Friday, December 17, 2010

Missing humanists

(First in a series on yesterday's Google/Harvard paper in Science and its reception.)

So there are four things I'm immediately interested from yesterday's Google/Harvard paper.

  1. A team of linguists, computer scientists and other non-humanists published that paper in Science about using Google data for word counts to outline the new science of 'culturomics';
  2. They described the methodology they used to get word counts out of the raw metadata and scans, which presumably represents the best Google could do in 2008-09;
  3. Google released a web site letting you chart the shifts in words and phrases over time;
  4. Google released the core data powering that site containing data on word, book, and page occurrences for various combinations of words.

Twitter seems largely focused on #3 as a fascinating tool/diversion, the researchers seem to hope that #1 will create a burst of serious research using #4, and anyone doing research in the field should be eagerly scanning #2 for clues about what the state of art is—how far you can get with full cooperation from Google, with money to hire programmers, etc, and with unlimited computing infrastructure.

Each of these is worth thinking about in turn. Cut through all of it, though, and I think the core takeaway should be this:

Humanists need to be more involved in how these massive stores of data are used.

None were involved in this project, and it shows in all sorts of ways. Humanists understand the limitations, the opportunities, and the nuances of the books that have been sitting on library shelves better than anyone else, and they have been thinking for decades about differences between language and culture that seem to be mostly off the radar screen of the people doing this work now.
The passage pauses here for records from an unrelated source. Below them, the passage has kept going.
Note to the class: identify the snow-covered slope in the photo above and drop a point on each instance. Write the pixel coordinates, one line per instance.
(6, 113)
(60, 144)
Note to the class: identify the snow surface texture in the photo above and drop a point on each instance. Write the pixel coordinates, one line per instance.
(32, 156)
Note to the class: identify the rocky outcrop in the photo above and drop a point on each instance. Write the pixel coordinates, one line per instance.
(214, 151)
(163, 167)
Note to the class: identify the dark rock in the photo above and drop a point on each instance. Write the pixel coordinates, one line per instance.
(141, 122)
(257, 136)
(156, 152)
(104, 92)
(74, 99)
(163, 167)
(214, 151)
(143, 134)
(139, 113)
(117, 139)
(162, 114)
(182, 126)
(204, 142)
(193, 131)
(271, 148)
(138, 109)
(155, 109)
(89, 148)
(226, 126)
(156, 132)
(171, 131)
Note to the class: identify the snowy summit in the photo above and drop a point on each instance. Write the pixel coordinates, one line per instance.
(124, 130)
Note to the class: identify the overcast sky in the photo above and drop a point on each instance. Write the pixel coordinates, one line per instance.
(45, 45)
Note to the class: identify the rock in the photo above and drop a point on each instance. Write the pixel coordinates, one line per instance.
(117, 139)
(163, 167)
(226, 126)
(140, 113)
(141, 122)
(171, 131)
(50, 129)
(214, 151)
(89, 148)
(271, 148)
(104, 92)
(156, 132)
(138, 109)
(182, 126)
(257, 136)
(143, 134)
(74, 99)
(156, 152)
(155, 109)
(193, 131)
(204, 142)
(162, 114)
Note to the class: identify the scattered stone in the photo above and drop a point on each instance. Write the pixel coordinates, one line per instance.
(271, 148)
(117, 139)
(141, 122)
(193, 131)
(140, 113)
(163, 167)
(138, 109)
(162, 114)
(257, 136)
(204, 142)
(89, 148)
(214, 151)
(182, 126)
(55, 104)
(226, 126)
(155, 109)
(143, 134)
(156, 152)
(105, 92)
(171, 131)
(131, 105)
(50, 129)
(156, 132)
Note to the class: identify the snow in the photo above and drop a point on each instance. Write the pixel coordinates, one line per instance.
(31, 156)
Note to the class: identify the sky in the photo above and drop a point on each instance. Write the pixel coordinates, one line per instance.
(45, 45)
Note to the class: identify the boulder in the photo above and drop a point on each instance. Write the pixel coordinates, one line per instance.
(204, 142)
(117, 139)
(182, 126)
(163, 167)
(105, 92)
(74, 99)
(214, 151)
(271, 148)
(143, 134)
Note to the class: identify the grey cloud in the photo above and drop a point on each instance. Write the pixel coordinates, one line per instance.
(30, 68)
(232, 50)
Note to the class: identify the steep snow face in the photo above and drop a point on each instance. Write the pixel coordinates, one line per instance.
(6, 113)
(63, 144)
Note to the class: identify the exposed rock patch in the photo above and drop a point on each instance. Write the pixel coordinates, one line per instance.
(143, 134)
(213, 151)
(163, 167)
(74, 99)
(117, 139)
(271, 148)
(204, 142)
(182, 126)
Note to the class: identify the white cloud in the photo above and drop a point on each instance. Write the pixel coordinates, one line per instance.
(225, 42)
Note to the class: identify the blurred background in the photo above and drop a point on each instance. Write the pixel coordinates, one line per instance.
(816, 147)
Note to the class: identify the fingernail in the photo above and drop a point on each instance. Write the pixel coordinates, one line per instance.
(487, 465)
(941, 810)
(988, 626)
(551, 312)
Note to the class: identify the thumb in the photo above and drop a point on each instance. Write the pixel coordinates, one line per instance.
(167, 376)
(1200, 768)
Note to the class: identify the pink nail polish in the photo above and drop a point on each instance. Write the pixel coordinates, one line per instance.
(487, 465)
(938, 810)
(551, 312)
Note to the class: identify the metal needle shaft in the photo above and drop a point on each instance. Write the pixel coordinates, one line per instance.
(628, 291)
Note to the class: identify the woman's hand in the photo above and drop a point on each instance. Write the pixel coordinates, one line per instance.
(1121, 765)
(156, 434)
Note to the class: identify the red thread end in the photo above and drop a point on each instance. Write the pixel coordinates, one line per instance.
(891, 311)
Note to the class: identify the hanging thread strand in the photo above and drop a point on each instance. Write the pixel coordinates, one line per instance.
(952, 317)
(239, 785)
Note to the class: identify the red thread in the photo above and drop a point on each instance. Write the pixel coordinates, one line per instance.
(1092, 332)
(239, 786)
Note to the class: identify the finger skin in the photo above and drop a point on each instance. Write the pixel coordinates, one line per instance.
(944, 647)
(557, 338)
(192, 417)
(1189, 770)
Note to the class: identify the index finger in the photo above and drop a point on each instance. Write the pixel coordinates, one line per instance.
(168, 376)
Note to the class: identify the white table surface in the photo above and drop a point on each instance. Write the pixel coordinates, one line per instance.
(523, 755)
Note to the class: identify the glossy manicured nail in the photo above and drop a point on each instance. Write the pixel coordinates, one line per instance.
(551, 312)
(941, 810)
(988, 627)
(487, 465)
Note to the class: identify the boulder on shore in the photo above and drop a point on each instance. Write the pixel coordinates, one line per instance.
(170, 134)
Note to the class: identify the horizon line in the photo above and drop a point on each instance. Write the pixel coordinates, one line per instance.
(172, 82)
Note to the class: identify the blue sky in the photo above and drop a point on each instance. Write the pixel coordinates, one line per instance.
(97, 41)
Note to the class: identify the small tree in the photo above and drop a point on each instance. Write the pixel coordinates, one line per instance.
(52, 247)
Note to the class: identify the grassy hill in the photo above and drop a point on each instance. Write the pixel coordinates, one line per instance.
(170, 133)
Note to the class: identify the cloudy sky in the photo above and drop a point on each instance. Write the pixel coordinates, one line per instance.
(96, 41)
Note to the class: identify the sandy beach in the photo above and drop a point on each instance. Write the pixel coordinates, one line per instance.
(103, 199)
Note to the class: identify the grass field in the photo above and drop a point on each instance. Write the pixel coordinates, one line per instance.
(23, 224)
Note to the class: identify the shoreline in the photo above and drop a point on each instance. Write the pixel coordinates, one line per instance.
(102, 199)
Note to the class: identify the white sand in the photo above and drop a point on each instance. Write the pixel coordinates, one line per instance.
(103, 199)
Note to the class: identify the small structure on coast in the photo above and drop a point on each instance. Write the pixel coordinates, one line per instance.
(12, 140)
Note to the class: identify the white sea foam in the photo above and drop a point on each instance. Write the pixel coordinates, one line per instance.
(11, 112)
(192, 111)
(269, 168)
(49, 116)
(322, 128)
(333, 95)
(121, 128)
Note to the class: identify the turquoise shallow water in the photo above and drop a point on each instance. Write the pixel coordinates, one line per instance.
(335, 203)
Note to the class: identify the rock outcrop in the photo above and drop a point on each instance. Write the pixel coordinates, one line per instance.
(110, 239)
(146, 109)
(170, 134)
The Google dataset is fascinating. If I can find the hard drive space to start processing it, I look forward to using it on some of the same questions I've been tackling. It's great for linguistic applications like the regular/irregular verbs it was created for, and will be useful for a lot of constructions I'm interested in for other reasons.

As a public tool, as a first source, it's invaluable. The first academic I showed it to today was blown away by the implications. Lots of people are playing around with the results today. Once we start to figure out to process the gigs of data that were dumped with it, a lot of other interesting stuff becomes possible, too.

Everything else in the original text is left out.